* Please note, it is hard to define the actual heresies taught in The Shack, because the storyline seems confused and disjointed. While Modalism is the closest of the classical heresies that can be ascribed to the book, it teaches a general misunderstanding of the Holy Trinity.
The negative reviews of The Shack from respected evangelical leaders are multitudinous. Below are excerpts, with links to full reviews.
In the shack, “Mack” meets the divine Trinity as “Papa,” an African-American woman; Jesus, a Jewish carpenter; and “Sarayu,” an Asian woman who is revealed to be the Holy Spirit. The book is mainly a series of dialogues between Mack, Papa, Jesus, and Sarayu. Those conversations reveal God to be very different than the God of the Bible. “Papa” is absolutely non-judgmental, and seems most determined to affirm that all humanity is already redeemed.
The theology of The Shack is not incidental to the story. Indeed, at most points the narrative seems mainly to serve as a structure for the dialogues. And the dialogues reveal a theology that is unconventional at best, and undoubtedly heretical in certain respects (source link).
Overall, I had to conclude that Young has an inadequate and often-unbiblical understanding of the Trinity. While granting that the Trinity is a very difficult topic to understand and one that we cannot know fully, there are several indications that he often blurs the distinct persons of the Trinity along with their roles and their unique attributes. Combined with his novel but unsupported conjectures, this is a serious concern…
Despite the great amount of poor theology, my greatest concern is probably this one: the book has a quietly subversive quality to it. Young seems set on undermining orthodox Christianity (source link).
The Shack evidences a low regard for Scripture.
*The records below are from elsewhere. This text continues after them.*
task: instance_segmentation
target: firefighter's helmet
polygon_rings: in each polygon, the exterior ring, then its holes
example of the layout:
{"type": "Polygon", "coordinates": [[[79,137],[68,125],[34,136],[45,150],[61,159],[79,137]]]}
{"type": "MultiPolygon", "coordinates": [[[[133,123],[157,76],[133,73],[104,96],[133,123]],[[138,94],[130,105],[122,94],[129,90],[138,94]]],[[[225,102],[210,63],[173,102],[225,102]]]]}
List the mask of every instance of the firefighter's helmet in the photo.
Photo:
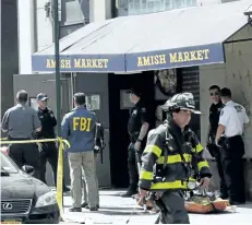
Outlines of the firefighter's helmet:
{"type": "Polygon", "coordinates": [[[195,100],[192,93],[180,93],[173,95],[165,103],[165,105],[163,105],[163,109],[167,112],[182,109],[190,110],[193,114],[201,114],[200,110],[195,109],[195,100]]]}

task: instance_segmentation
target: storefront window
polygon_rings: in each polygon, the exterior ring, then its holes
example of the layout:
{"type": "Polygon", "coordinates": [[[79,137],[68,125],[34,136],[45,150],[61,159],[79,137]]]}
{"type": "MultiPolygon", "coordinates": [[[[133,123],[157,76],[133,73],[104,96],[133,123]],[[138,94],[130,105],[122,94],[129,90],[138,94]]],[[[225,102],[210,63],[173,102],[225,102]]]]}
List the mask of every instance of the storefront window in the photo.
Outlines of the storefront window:
{"type": "Polygon", "coordinates": [[[137,15],[145,13],[154,13],[166,10],[182,9],[188,7],[195,7],[196,0],[118,0],[119,1],[119,16],[137,15]],[[122,9],[123,8],[123,9],[122,9]],[[122,13],[123,12],[123,13],[122,13]]]}

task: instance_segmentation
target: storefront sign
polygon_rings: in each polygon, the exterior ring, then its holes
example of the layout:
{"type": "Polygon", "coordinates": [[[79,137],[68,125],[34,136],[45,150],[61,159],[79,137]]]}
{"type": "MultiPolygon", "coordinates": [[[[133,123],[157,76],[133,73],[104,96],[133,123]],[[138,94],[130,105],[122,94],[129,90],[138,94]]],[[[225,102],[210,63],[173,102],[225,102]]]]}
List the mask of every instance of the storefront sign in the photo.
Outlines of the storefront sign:
{"type": "MultiPolygon", "coordinates": [[[[55,56],[33,56],[33,71],[55,71],[55,56]]],[[[124,56],[60,56],[61,72],[124,72],[124,56]]]]}
{"type": "Polygon", "coordinates": [[[182,68],[224,62],[221,44],[213,44],[154,52],[128,54],[128,71],[182,68]]]}
{"type": "MultiPolygon", "coordinates": [[[[223,44],[123,55],[61,55],[61,72],[132,72],[224,62],[223,44]]],[[[55,56],[33,56],[33,71],[55,72],[55,56]]]]}

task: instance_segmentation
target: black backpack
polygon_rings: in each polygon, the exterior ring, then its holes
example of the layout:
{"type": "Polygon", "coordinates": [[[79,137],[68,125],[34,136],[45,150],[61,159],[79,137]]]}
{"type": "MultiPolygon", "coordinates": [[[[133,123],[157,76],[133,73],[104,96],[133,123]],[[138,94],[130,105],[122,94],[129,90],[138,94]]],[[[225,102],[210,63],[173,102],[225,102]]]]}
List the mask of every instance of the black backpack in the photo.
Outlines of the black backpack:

When Mack mentions biblical events or concepts, Papa brushes them off and glibly explains how it really is, thus suggesting that the Bible is the work of man, not the divinely inspired work of God. Yet, some argue that The Shack has value in that it demonstrates a loving God of grace who invites man to a relationship. But it does so with grievous distortions about the nature of God, the nature of the Trinity, the authority of God’s Word, God’s hatred of sin, the requirement of repentance, and the nature of conversion and salvation.
My brothers and sisters, even in reading and discussing a work of fiction, we must be prepared to “contend earnestly for the faith which was once for all delivered to the saints” (Jude 3), and to do so without apology to the world. The Shack may, from its human author’s viewpoint, be in all sincerity intended as an inviting look at a highly relational God, but would you place even a drop of poison in pure water and invite others to drink? (source link)
There is a famine in the land and Christian discernment is dying. The book “The Shack” is a feel-good fictional story about a man named Mack whose daughter is murdered. Mack subsequently has an encounter with God in a shack in the woods, and through this meeting he’s healed emotionally and spiritually. Sound good? Of course it does. The only problem is the many false doctrines laced throughout the book (source link).